The resulting solution set is often called a ‘punctured neighborhood of $\,2\,$’:

It is a neighborhood of $\,2\,$ (an open set that contains $\,2\,$) ...
... except that the $\,2\,$ is missing—it is punctured at $\,2\,.$

Now that you've seen all the details, you should never have to do this much work again!
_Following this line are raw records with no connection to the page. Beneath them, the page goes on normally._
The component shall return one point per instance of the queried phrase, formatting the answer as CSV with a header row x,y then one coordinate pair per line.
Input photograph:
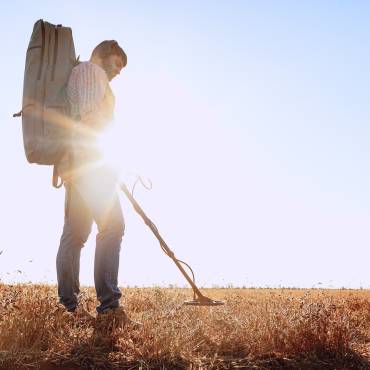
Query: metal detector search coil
x,y
199,298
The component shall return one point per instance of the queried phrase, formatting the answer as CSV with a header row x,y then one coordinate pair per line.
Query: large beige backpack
x,y
45,109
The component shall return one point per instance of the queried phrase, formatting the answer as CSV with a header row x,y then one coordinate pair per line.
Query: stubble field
x,y
255,329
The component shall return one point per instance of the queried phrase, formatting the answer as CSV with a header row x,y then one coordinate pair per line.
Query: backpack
x,y
45,110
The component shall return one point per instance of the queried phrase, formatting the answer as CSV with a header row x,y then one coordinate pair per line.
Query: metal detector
x,y
199,299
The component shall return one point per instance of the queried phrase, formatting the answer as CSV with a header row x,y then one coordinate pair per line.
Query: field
x,y
255,329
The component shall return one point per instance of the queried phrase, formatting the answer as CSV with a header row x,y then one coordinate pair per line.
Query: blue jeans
x,y
91,196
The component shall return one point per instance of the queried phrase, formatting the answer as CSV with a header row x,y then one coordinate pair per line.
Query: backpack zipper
x,y
55,52
42,50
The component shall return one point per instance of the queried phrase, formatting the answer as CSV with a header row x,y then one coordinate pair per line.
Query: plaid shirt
x,y
92,104
89,94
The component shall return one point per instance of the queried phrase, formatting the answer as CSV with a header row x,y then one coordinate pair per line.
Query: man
x,y
91,186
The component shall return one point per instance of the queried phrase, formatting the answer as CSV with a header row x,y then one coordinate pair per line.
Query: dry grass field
x,y
255,329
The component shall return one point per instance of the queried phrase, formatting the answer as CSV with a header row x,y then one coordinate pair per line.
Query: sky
x,y
250,118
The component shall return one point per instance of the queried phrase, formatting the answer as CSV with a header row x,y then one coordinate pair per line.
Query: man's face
x,y
112,66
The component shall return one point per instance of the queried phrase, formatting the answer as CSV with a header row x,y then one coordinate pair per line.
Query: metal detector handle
x,y
162,242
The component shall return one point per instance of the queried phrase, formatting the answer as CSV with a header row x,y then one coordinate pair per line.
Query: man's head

You should merely think:

The ‘$\,|x-2| \lt \delta\,$’ part gives all the numbers between $\,2-\delta\,$ and $\,2+\delta\,.$ (Mark the $\,2\,,$ go $\,\delta\,$ to the left and $\,\delta\,$ to the right, shade everything in between.)
The ‘$\,0 \lt |x-2|\,$’ part takes away the $\,2\,.$ (Put a hollow dot at $\,2\,.$)

Easy!

Interval notation for solution set: $$(2-\delta,2) \cup (2,2+\delta)$$

Sentence form of solution: $$2-\delta \lt x \lt 2 \ \ \text{ or }\ \ 2 \lt x \lt 2+\delta$$

Equivalent sentence form of solution: $$2-\delta \lt x \lt 2+\delta \ \ \text{ and }\ \ x\ne 2$$

Solving Absolute Value Sentences at WolframAlpha

For fun, zip up to WolframAlpha and type in any of these:

|x - 1| < 2
(Look carefully—the vertical bar used for absolute value should be somewhere on your keyboard.)
|x + 3| ≥ 1
0 < |x - 2| < 0.3